The Netherlands as well as Sweden and the UK argued for the EU aid to be earmarked only for poor countries. They stated that it makes no sense to operate a system where rich countries send money to Brussels, which sends it back to them with certain conditions regarding co-financing. Indeed, France would probably be able to finance its island of Mayotte (north of Madagascar) without the involvement of Brussels. However, France and other countries, which are donors to the cohesion policy, decided to preserve the status quo, agreeing to a reduction of only eight percent in comparison to the period of 2007-2013, in the total amount for the next seven-year funding. In 2007-2013, only 51.6 percent of funds were earmarked for the so-called new member states (those which joined the EU in 2004 and later). This percentage will be similar in the next seven-year period.
Since Lithuania joined the EU in 2004, this new member state got more than eight billion euros into its economy. Some 80 percent of the EU’s co-funding went to support the general economic infrastructure and 20 percent went to develop human resources.

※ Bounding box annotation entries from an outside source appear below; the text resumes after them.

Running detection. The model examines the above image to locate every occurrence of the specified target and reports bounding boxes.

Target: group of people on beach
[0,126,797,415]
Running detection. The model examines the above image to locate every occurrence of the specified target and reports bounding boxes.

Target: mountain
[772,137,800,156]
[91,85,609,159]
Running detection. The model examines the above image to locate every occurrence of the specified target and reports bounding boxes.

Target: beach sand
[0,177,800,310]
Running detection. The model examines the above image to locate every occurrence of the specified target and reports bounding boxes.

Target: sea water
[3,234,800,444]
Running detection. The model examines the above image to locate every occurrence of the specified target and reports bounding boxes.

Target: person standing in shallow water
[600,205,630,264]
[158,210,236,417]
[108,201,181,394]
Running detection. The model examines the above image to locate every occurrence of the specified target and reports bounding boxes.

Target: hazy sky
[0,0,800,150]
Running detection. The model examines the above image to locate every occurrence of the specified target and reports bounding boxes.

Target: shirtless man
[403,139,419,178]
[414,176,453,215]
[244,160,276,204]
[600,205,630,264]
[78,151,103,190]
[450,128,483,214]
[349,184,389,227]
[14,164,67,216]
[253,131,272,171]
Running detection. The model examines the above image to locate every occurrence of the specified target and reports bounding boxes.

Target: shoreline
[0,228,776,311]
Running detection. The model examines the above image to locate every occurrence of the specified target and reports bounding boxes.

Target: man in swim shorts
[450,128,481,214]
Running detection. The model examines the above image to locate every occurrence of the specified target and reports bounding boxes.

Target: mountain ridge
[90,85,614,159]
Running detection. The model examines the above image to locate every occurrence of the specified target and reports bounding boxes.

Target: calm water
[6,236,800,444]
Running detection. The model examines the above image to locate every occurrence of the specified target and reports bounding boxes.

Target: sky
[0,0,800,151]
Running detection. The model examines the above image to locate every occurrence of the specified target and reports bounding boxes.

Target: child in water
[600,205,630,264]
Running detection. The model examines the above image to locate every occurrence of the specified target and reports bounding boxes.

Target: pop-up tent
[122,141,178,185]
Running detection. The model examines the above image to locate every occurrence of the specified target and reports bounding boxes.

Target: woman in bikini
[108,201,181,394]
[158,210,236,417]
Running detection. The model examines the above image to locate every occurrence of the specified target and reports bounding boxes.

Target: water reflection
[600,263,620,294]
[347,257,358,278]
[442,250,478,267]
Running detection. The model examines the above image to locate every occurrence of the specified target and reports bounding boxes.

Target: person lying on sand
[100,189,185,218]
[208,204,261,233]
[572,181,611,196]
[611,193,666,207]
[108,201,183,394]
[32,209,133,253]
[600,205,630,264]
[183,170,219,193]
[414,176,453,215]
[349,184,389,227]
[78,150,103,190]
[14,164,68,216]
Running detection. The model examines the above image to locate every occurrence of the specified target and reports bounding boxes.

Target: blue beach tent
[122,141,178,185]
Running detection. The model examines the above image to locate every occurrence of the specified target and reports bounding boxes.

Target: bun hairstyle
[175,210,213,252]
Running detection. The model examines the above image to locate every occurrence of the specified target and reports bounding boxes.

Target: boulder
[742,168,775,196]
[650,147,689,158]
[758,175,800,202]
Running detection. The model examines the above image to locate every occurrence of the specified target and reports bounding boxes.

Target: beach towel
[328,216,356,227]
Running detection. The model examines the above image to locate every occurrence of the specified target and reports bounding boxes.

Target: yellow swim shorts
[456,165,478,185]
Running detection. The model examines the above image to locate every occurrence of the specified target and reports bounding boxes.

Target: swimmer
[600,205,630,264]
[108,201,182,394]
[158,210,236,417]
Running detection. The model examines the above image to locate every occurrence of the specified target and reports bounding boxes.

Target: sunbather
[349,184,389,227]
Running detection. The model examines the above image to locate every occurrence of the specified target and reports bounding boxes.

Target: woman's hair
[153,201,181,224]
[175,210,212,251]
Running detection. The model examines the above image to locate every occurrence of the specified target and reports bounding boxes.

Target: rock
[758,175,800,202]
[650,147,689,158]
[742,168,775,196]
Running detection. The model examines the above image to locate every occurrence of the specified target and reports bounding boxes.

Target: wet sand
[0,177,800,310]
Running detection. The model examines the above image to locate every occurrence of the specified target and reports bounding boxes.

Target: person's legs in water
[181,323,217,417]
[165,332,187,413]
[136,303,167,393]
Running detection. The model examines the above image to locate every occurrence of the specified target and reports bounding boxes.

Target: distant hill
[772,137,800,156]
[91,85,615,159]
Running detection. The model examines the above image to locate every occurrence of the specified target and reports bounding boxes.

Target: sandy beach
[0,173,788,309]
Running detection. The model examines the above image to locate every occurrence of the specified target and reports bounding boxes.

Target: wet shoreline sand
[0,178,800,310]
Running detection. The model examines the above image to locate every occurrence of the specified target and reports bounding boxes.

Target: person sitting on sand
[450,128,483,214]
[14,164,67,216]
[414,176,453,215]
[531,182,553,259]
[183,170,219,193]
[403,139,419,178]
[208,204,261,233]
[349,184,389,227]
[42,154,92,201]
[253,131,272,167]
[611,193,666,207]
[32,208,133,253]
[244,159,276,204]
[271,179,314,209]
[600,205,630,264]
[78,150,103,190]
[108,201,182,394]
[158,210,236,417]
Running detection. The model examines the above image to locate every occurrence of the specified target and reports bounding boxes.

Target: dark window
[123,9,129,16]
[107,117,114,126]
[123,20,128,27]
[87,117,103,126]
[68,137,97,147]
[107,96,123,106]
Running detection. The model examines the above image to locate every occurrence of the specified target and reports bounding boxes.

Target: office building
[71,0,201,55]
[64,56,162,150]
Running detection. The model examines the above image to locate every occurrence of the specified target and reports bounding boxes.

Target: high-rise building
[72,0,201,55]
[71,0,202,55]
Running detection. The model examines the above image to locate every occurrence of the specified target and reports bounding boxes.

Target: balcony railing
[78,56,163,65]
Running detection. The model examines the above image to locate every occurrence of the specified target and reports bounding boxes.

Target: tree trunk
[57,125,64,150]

Since 2004, Lithuania’s GDP has grown by around 1.5 percent more per year than it would have without the EU structural funds from the cohesion policy, according to Ricardas Malinauskas, president of the Lithuanian Association of Local Authorities, a constant participant at the Open Days and the mayor of Druskininkai. This spa resort is known for its Snow Arena. It is among the top five indoor ski slopes in the world. The arena was built in 2011 and the total cost of the construction was 29 million euros (40 percent of this sum came from EU structural funds).
“Lithuania would have already collapsed if it were not for EU aid,” Ausra Maldeikiene, economics professor and famous critic of Lithuania’s non-social solidarity-oriented (and, therefore, not sustainable, according to her) economic model forcing hundreds of thousands of Lithuanians to leave for other European countries, said during an
open lecture at Vilnius University
on Oct. 11. She said that the Lithuanian economy survives only due to Germany’s money, which is sent to Lithuania via the EU cohesion policy.
The green accents in the EU’s cohesion agenda will allow Lithuania to build more boilers for centralized heating systems in Lithuanian towns, which would use biofuels instead of gas imported from Russia. However, the real alternative to Gazprom gas will be the LNG import terminal in the harbor at Klaipeda, which is expected to start functioning by the end of 2014.
The Lithuanian government may hope to receive some EU financing for the terminal construction (although the biggest blow to Gazprom could be the investment by the U.S. company Chevron into shale gas exploration in Lithuania, but on Oct. 8 some environmental and taxation-related hysteria from the ruling Social Democrats, and some of their coalition colleagues from the Order and Justice Party, forced Chevron to pull out from this investment. Nonetheless, some hopes still exist regarding future shale gas exploration in Lithuania).